“It Pays to Advertise” overextends itself in every direction to get you to laugh — physical comedy, witty banter, slapstick, even some mild ethnic humour for good measure. And it works!
Directed by Stan Wojewodski Jr., the Yale Repertory Theater’s artistic director and dean of the School of Drama, the show doesn’t aspire to be more than what it is — a silly, happy, fast-moving farce.
Set in 1914 New York, “It Pays to Advertise” is the story of a generational war between the crusty-but-inevitably-lovable Cyrus Martin (Jack Davidson), the Rockefeller-wannabe head of the “Soap Trust,” and his goofy son Rodney (Adam Greer), whom everyone agrees “can’t be such a pinhead as he looks.” In an effort to make Rodney an upstanding citizen and businessman — more or less the same thing in this show — Cyrus cuts off his allowance. On a whim, Rodney decides to defy his father by launching an advertising campaign for a new competitor soap, Number 13 (“Unlucky for dirt”).
With help from his fiancee (also his father’s secretary), savvy Mary Grayson (Sarah Rafferty), the cigar-chomping tweed-sporting ad man Ambrose Peale (Michael McGrath), and a few loans, Rodney launches the business. Of course, his venture quickly turns from “the best game I’ve ever played!” to a serious cash flow problem. But in the process, wouldn’t you believe it, Rodney becomes a Man!
Given a ham-handed cast, the show’s less-than-subtle social commentary and sudsy-clean humor might be lame and annoying. The good news is, they’re not, so it’s not. As Rodney, Greer pulls off the jokes even as he makes the subtle transition from being a smarmy and spoiled playboy to an enthusiastic entrepreneur.
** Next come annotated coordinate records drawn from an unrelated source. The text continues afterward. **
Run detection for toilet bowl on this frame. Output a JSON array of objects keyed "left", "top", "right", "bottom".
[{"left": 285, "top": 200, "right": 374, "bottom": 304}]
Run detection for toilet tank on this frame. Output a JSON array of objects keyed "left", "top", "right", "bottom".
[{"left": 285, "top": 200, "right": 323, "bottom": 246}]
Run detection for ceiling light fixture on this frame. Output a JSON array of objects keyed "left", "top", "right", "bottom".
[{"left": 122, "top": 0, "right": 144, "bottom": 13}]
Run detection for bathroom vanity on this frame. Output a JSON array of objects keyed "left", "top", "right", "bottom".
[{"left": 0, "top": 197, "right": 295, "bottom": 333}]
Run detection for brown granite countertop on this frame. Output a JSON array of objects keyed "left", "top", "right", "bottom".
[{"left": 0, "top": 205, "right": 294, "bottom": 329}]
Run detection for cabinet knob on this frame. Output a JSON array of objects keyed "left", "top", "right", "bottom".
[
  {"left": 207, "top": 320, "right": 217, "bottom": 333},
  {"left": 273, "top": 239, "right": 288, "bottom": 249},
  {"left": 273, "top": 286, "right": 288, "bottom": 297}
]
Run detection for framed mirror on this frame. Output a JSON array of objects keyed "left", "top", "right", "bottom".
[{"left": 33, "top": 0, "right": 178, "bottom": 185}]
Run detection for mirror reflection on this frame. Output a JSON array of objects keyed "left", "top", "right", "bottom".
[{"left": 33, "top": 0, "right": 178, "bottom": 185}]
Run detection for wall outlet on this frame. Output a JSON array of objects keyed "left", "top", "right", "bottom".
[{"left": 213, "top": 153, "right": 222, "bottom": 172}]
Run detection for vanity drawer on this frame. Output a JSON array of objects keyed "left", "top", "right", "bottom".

Davidson was also a highlight, playing his hysterically gruff-but-loving role with a breathtaking lack of irony.
The only cooperative effort by largely forgotten Walter C. Hackett and Roi Megrue, “Advertise” was first performed in 1914. What must once have been credible now seems sweetly naive, as Cyrus Martin claims “You can’t fight the soap trust with advertising — we’re established.”
Indeed, the show’s attitude is so gung-ho that, were it written more recently, I’d be looking in the program for the names of its Madison Avenue backers. Otherwise, it’s hard to imagine now getting so lyrical and dreamy-eyed about “the power of suggestion — the psychology of print!”
But leaving aside social criticism, it’s amazing how the show now succeeds in making its point — the gee-whiz power of advertising — in a way that its original audience could not have experienced. It’s almost creepy the way virtually all of the “sensationalistically” advertised real-life brands mentioned in the show are still household names, including Kellogg’s Corn Flakes, Coca Cola, Wrigley’s spearmint gum and Ivory Soap (the lone competitor of the fictional Martin).
True, some of the jokes have aged a little bit. It may not be an urban paradise, but cracks about how dirty Pittsburgh is don’t zing the way they might have back when it was an icon of industrial grime. But the show makes you want to laugh anyway, just for the heck of it (and yes, this is a show that uses words like “heck”).